Table 1.WCQC results
Combination Brent/BTC Brent/Gold WTI/BTC WTI/Gold
Month-Month 0.175 0.136 0.223 0.020
Month-Week 0.046 0.014 0.011 0.042
Month-Year 0.015 -0.013 0.009 -0.004
Week-Month -0.004 -0.010 -0.044 0.054
Week-Week 0.036 0.007 0.070 0.009
Week-Year -0.003 -0.012 0.000 -0.003
Year-Month 0.035 0.099 0.034 0.103
Year-Week 0.011 0.084 0.005 0.078
Year-Year 0.094 -0.219 0.073 -0.199

This table presents the results of the wavelet cross quantile correlation (WCQC) analysis for the 0.05th quantile. The first column lists the combinations of different frequencies where potential spillover effects may occur. The second, third, fourth, and fifth columns display the WCQC results for various asset pairs. “Brent” refers to Brent crude oil returns, “BTC” refers to Bitcoin returns, “WTI” refers to Western Texas Intermediate returns, and “Gold” refers to Gold returns.

We present the results for each asset pair as reported in Table 1. For the Brent/Bitcoin pair, the wavelet coherence quantile correlation (WCQC) is positive across all corresponding scales (week-week, month-month, and year-year). However, a negative correlation is observed at two non-corresponding scales, specifically the week-month and week-year scales. This indicates that a trader with a weekly time horizon who holds Bitcoin for a medium period (up to a trading month) may find Bitcoin acting as a safe haven. Conversely, Bitcoin does not exhibit safe haven properties in the short run (weekly). The WCQC for the week-year scale is negative, suggesting that if a short-term (weekly) trader holds Bitcoin for a longer period (yearly), Bitcoin can serve as a safe haven.
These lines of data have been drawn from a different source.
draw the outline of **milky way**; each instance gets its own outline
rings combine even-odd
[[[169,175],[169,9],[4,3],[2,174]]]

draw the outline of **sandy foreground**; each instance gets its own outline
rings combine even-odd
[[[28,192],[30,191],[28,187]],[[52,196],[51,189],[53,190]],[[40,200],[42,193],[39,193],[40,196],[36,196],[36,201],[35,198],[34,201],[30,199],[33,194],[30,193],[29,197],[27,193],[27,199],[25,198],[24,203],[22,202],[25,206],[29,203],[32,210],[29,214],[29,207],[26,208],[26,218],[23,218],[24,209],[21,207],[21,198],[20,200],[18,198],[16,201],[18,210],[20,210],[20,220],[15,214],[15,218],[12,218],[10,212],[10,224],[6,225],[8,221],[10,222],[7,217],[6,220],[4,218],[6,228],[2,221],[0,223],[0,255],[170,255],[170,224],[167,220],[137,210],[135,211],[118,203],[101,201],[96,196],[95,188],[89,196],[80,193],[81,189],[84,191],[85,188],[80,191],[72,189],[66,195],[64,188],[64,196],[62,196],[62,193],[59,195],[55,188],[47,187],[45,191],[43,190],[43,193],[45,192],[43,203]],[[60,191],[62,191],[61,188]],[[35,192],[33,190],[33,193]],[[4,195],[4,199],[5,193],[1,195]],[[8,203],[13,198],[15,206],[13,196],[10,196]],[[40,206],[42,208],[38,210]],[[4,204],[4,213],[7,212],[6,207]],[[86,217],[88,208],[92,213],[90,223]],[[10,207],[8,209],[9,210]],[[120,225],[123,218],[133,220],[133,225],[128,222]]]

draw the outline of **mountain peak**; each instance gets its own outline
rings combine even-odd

Regarding the Brent/Gold pair, Gold demonstrates safe haven properties at the year-year scale. Furthermore, Gold acts as a safe haven at the week-year and month-year scales. These findings imply that Gold serves as a safe haven in the long term. Moreover, if short- and medium-term traders hold Gold for extended periods, it will function as a safe haven asset. For WTI/Bitcoin, the safe haven property is observed on a week-month scale, indicating that Bitcoin might serve as a safe haven for short-term traders if they hold it for a relatively longer period.

For WTI/Gold, Gold demonstrates safe haven properties mainly on the year-year scale (long run) and acts as a safe haven on week-year and month-year scales as well. Similar to Brent/Gold, these findings suggest that gold functions as a long-term safe haven. If short- and medium-term traders of WTI can hold gold for an extended period, it may provide a hedge against WTI price fluctuations.
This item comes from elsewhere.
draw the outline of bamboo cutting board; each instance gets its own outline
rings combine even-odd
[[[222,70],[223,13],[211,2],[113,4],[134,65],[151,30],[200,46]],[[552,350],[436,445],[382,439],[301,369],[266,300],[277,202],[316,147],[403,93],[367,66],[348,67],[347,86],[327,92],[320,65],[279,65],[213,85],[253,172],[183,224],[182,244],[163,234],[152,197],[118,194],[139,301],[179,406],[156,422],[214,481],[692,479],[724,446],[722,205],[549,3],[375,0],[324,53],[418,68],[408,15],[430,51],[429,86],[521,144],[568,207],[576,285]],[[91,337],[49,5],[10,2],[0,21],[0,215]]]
Bitcoin’s behavior in the short run reflects its speculative nature, potentially resulting in positive correlations during periods of market turmoil. Over longer horizons, Bitcoin exhibits safe haven properties, possibly due to market dynamics. Gold, on the other hand, is considered a traditional safe haven asset due to its relatively stable supply and its role as a hedge against inflation, currency devaluation, or geopolitical risk. Consequently, gold consistently shows safe haven qualities.
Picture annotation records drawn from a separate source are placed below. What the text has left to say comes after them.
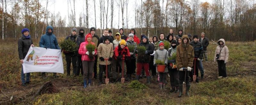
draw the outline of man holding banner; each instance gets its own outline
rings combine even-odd
[[[45,48],[46,49],[47,49],[47,48],[60,49],[59,46],[59,44],[58,44],[56,36],[52,34],[53,32],[53,28],[52,26],[48,26],[46,27],[45,34],[41,37],[40,42],[39,42],[39,45],[40,47]],[[45,72],[42,72],[42,77],[45,78]],[[53,73],[53,76],[55,78],[58,77],[56,72]]]

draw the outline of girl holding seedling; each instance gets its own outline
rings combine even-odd
[[[85,41],[81,43],[78,51],[78,53],[82,56],[84,88],[86,88],[87,86],[87,80],[88,86],[91,86],[92,79],[94,61],[95,60],[94,56],[97,54],[97,49],[95,47],[95,44],[92,42],[92,39],[91,33],[87,34],[85,37]],[[89,51],[92,50],[92,51]]]
[[[162,41],[160,41],[158,44],[158,46],[159,48],[155,52],[154,65],[157,66],[159,65],[164,65],[166,66],[168,62],[168,52],[164,49],[164,44]],[[159,63],[158,62],[159,62]],[[161,63],[164,64],[160,64]],[[164,71],[163,72],[159,72],[157,67],[156,69],[156,72],[159,73],[159,87],[161,89],[164,89],[166,81],[166,73],[168,72],[168,69],[165,66]]]

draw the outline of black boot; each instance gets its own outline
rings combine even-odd
[[[148,76],[147,77],[147,83],[149,84],[150,84],[151,83],[151,77]]]
[[[179,96],[178,96],[178,97],[181,97],[181,95],[182,95],[182,85],[180,85],[180,94],[179,94]]]
[[[173,92],[175,91],[175,87],[174,86],[172,86],[172,90],[170,90],[170,92],[172,93]]]
[[[188,93],[188,91],[189,91],[189,88],[190,88],[190,85],[186,85],[186,95],[188,96],[189,96],[189,94]]]

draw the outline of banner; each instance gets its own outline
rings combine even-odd
[[[64,72],[60,49],[30,46],[22,65],[24,73],[44,72],[63,74]]]

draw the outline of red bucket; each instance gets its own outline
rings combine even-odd
[[[165,70],[165,65],[157,65],[157,71],[158,72],[164,72]]]

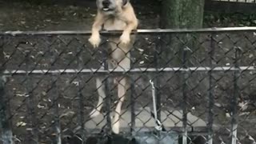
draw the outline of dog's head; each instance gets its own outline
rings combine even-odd
[[[129,2],[129,0],[97,0],[98,10],[106,14],[114,14],[120,12],[122,7]]]

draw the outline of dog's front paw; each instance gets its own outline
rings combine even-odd
[[[122,34],[120,37],[120,42],[121,44],[128,44],[130,42],[130,35]]]
[[[92,35],[88,41],[94,46],[94,48],[98,47],[99,43],[101,42],[101,38],[99,35]]]
[[[99,115],[101,113],[99,112],[98,110],[94,109],[90,113],[90,118],[93,118]]]

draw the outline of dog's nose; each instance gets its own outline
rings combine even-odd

The results indicate that the same asset can be positively correlated with oil at one horizon yet negatively correlated at another. This variation may be due to changes in liquidity preferences, portfolio rebalancing needs, and risk appetites across different trading horizons. Therefore, investors should consider time-horizon matching when selecting safe haven assets. By combining short- and long-horizon positions, investors can mitigate the impact of market shocks and protect their investments.

IV. Conclusion

In this study, we examined the safe haven properties of Bitcoin and Gold against fluctuations in crude oil prices using an enhanced version of Wavelet Quantile Correlation (Kumar & Padakandla, 2022), which incorporates cross-frequency information spillover. Our findings indicate that both Bitcoin and Gold demonstrate cross-frequency safe haven characteristics. Nevertheless, Gold emerges as the superior safe haven asset, corroborating existing literature (Dutta et al., 2020; Selmi et al., 2018). Our results reveal that safe haven properties are contingent on both time and context. While Bitcoin and Gold can function as safe haven assets, the extent and timing of their safe haven effects differ, underscoring the importance of considering cross-frequency approaches in portfolio construction.